Sunday, May 5, 2013
By: Colin Meloy
What would you do if your baby brother was abducted by a murder of crows and carried into the Impassable Wilderness, a swath of forest so thick that any who venture into it are neither seen nor heard from again? Why, you’d go after him, of course! But not before stopping to think, misleading your parents, gathering some supplies, and allowing a slightly annoying yet noble and determined classmate to tag along. So it is that Prue McKeel and Curtis Mehlberg of Portland, Oregon embark upon a rescue mission armed with nothing more than a Swiss army knife, a bag of gorp, a “Bear-Be-Gone” air horn, and an overdue library book, the Sibley Guide to Birds.
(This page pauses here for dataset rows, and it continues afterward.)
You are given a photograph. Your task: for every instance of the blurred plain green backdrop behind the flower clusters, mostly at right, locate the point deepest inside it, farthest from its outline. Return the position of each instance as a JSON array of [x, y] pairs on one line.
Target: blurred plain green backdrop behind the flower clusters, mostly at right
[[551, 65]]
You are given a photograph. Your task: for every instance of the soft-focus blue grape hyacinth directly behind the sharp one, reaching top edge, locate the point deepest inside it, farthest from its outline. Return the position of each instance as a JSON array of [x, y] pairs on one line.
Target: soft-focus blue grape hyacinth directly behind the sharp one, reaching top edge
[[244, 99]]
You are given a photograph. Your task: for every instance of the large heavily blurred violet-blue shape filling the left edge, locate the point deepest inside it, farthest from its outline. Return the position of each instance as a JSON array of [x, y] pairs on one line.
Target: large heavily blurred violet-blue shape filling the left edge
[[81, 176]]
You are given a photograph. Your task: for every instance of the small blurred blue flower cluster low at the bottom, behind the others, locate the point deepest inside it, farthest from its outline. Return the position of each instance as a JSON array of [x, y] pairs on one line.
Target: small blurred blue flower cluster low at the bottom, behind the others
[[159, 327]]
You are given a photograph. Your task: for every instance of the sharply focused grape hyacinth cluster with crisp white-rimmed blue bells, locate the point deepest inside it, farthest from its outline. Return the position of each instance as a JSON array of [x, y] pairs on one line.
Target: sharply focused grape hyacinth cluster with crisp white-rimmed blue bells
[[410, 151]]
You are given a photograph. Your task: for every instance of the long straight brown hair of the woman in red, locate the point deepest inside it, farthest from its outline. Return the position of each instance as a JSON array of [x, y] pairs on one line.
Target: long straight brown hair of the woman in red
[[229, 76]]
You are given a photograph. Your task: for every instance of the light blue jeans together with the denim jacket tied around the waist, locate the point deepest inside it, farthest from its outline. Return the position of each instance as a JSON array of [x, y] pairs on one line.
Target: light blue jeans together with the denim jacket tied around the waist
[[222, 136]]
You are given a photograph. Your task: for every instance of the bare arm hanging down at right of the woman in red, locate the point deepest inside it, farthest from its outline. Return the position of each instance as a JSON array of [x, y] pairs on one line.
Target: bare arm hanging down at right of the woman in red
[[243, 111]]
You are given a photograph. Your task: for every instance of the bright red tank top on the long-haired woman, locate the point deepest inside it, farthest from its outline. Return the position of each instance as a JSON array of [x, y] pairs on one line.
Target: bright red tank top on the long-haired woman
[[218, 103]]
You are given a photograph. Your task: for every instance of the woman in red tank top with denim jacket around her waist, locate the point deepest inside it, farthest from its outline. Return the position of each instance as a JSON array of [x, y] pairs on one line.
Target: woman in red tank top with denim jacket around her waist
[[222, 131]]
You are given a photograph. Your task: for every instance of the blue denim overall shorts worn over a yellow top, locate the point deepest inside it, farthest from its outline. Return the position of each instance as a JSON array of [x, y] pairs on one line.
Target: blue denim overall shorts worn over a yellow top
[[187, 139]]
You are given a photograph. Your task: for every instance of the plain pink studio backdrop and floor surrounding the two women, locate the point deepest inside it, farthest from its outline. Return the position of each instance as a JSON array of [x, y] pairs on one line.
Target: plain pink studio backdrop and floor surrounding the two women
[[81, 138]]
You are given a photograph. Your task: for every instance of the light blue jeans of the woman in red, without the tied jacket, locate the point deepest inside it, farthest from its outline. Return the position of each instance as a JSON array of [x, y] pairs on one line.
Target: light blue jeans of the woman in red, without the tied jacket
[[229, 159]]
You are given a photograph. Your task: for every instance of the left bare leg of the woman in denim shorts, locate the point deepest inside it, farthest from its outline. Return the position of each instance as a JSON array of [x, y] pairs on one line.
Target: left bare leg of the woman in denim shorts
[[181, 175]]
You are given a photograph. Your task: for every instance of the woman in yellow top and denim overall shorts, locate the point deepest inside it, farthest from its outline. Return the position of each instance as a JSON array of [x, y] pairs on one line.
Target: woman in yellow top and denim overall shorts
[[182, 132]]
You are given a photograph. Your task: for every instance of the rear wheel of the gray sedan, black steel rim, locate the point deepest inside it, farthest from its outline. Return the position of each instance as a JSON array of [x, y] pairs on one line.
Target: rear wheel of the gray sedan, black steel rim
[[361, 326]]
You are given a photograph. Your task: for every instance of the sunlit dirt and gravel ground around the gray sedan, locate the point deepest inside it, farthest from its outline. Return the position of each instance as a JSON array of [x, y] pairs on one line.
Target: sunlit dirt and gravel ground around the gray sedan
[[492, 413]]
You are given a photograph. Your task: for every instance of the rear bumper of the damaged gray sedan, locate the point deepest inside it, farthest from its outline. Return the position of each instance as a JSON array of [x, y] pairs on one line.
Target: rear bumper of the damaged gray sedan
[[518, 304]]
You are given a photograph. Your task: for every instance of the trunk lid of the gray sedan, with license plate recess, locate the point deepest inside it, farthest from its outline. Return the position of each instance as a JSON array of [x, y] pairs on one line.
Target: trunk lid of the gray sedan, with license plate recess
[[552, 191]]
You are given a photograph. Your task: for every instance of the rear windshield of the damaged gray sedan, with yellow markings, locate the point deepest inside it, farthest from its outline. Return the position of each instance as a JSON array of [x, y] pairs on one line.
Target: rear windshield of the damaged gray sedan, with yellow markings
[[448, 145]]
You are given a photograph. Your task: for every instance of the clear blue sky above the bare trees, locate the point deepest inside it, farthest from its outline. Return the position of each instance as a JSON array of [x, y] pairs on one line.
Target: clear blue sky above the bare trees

What Prue and Curtis discover is their own mysterious connection to a complex otherworld snugly ensconced within our own, 21st-century landscape. Wildwood, which features walking, talking, and in some cases impeccably dressed fauna (and some surprising flora), owes a great debt to C.S. Lewis’s Narnia. Yet story and characters are so richly imagined (and beautifully illustrated) through a contemporary North American lens that this tale feels wildly original. After crossing into Wildwood, Curtis and Prue are separated and placed on opposite sides of a civil war. Separately, they must navigate thickets of allegiances to find not only Prue’s baby brother, but also the answer to the question of why they alone can breach the barrier that separates Wildwood from the outside world. As the adventure comes to a climax, the story confronts a question common to all dual-world fantasy, yet rarely answered: why not simply stay in the magical otherworld? Why return to school and parents and the humdrum, workaday world? The answer to this question will send readers reaching for the next book in the series, Under Wildwood. Happy reading!